Toward the end of 1840 Felix Mendelssohn, then firmly ensconced in Leipzig at the height of his fame, received an unusual offer from the royal house of Prussia in Berlin: the newly ascended King Frederick William IV wished to establish a Berlin Academy of the Arts comparable to the French Académie Royale, and Mendelssohn, as the greatest living German musician, was invited to head its musical section. Flattered by this high honor and tempted by the large salary of 3,000 a year, Mendelssohn was inclined to accept, and asked for a further specification of his actual duties. This simple question was eventually to embroil him in five years of tedious correspondence with various high-level Prussian bureaucrats. Although he moved with his family to Berlin in 1841, step by step the scope of his duties and the size of his salary were reduced until finally, at the end of 1845, the appointment was terminated by mutual consent and Mendelssohn returned to the more hospitable climate of Leipzig.

The Berlin appointment can hardly be described as musically barren, however. The new king, himself an amateur draftsman with a keen interest in architecture and landscape gardening, was a confirmed adherent of the romantic movement in German arts and letters and sought a revival of classical theater in his private theater in Potsdam. Various projects were proposed to Mendelssohn for musical setting: Sophocles' Antigone and Oedipus at Colonus, Racine's Athalie, Shakespeare's Midsummer Night's Dream and The Tempest. Of these, all but the latter were to reach fruition – spectacularly so in the case of A Midsummer Night's Dream – and were duly performed before an invited audience in the king's private theater, followed a short while later by a public performance. Finally Mendelssohn balked at the king's proposal that he write music for the whole of Aeschylus' Orestia trilogy, arguing that no living composer was capable of handling such a task. Relations with the king instantaneously cooled; the interesting series of theatrical ventures came to an end; and through Mendelssohn's departure from Berlin and early death the world was withheld a successor to what has undoubtedly become his most popular score, the incidental music to A Midsummer Night's Dream, op. 61.
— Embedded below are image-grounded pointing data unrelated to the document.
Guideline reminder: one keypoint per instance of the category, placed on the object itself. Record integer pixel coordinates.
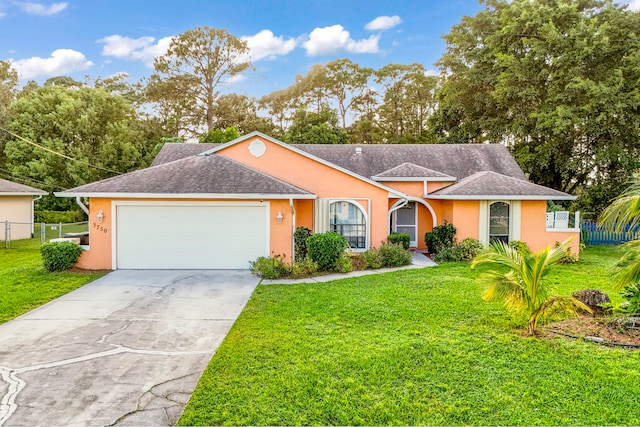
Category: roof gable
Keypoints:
(294, 148)
(196, 176)
(10, 188)
(489, 185)
(411, 172)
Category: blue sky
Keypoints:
(104, 37)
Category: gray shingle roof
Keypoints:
(212, 174)
(458, 160)
(409, 170)
(9, 187)
(491, 185)
(172, 151)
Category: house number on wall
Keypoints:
(99, 227)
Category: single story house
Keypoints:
(223, 205)
(16, 210)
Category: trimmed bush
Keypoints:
(59, 256)
(400, 238)
(441, 236)
(270, 267)
(300, 241)
(326, 249)
(56, 217)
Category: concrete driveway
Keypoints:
(127, 349)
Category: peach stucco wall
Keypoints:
(317, 178)
(466, 218)
(16, 209)
(534, 228)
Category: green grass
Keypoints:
(24, 282)
(416, 347)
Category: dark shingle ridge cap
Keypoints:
(411, 170)
(493, 185)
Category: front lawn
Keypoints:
(24, 282)
(415, 347)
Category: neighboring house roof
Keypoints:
(9, 188)
(411, 172)
(489, 185)
(172, 151)
(212, 176)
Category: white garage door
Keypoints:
(183, 236)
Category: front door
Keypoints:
(405, 221)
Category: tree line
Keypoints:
(556, 81)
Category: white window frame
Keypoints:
(515, 219)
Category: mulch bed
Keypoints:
(585, 326)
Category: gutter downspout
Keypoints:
(403, 203)
(293, 230)
(82, 206)
(33, 213)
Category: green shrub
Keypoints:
(394, 255)
(59, 256)
(441, 236)
(270, 267)
(344, 264)
(403, 239)
(303, 268)
(300, 241)
(468, 249)
(56, 217)
(326, 249)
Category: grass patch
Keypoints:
(24, 282)
(414, 347)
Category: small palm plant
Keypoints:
(524, 288)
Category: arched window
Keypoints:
(348, 220)
(499, 221)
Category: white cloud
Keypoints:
(141, 49)
(266, 45)
(329, 40)
(41, 9)
(382, 23)
(61, 61)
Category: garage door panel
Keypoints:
(222, 236)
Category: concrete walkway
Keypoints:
(127, 349)
(419, 261)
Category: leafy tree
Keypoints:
(99, 131)
(189, 77)
(408, 102)
(316, 128)
(8, 93)
(220, 135)
(556, 81)
(239, 111)
(524, 288)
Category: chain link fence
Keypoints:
(11, 231)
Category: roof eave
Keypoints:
(15, 193)
(112, 195)
(498, 197)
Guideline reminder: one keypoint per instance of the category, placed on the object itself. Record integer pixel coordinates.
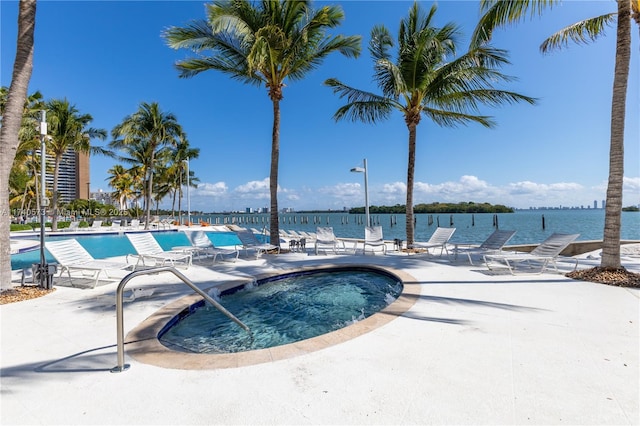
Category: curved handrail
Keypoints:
(120, 310)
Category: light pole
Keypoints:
(188, 197)
(366, 188)
(44, 201)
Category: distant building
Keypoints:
(73, 176)
(103, 197)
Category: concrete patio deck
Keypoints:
(477, 347)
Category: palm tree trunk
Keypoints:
(613, 210)
(54, 203)
(410, 177)
(147, 196)
(273, 177)
(11, 121)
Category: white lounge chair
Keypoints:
(250, 242)
(325, 238)
(439, 239)
(545, 253)
(493, 244)
(73, 227)
(95, 226)
(201, 245)
(147, 248)
(373, 239)
(71, 256)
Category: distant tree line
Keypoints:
(468, 207)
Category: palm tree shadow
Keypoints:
(86, 361)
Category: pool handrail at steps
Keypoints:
(120, 307)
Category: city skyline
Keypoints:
(555, 153)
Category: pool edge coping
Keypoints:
(142, 343)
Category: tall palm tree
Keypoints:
(143, 135)
(420, 82)
(122, 183)
(178, 170)
(29, 135)
(68, 130)
(11, 121)
(498, 13)
(265, 42)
Athalie is the last of Mendelssohn's theatrical projects for Frederick William IV to reach completion. Composed for solo vocalists, mixed chorus, and orchestra from 1843 to 12 November 1845, was given its première in Berlin-Charlottenburg on 1 December 1845 and its first public performance on 8 January 1846 in Potsdam. The play is a work of Racine's old age and one of the supreme achievements of his art. Originally written for the Parisian girl's school of Saint-Cyr, with musical interludes by Jean-Baptiste Moreau (1656-1733), it deals with a biblical subject found in II Kings 10-11: the attempt of Queen Athaliah to preserve the reign of her murdered son Ahaziah by slaying "all the royal seed," missing only the infant prince Joash. After reigning for seven years (c. 842-837 BC), she was deposed and executed by supporters of Joash as the rightful king. Mendelssohn's score, once famous for its overture and the "War March of the Priests," was published in a version for piano four-hands "without words" by Breitkopf & Härtel, Leipzig, in 1849 as "No. 2 of the posthumous works." The music, and especially the choral odes, represents mature Mendelssohn at a high level of inspiration.

The Plot: Athaliah, the daughter of King Ahab, takes revenge for the downfall of her dynasty by exterminating the entire royal house of Judah. A strange boy has thrice appeared to her in ominous dreams; now she bursts in the Temple of God in a lust for revenge and sees the boy before her in the flesh. She attempts – in vain – to extract him from the custody of the priests. The High Priest reveals to his followers that the boy, Joash, is the last descendant of the house of David. He has protected the boy from persecution by the vengeful queen and now proclaims him to be king. He prophesies a new Zion and the arrival of a Redeemer born of Jewish descent. When Athaliah reappears in the temple with her armed retinue, she is shown Joash seated behind a curtain on the royal throne. Now she hesitates no longer to have the boy put to death, but finds herself in the decisive moment surrounded by armed Levites. Convinced that an implacable God has emerged victorious, she submits to her death.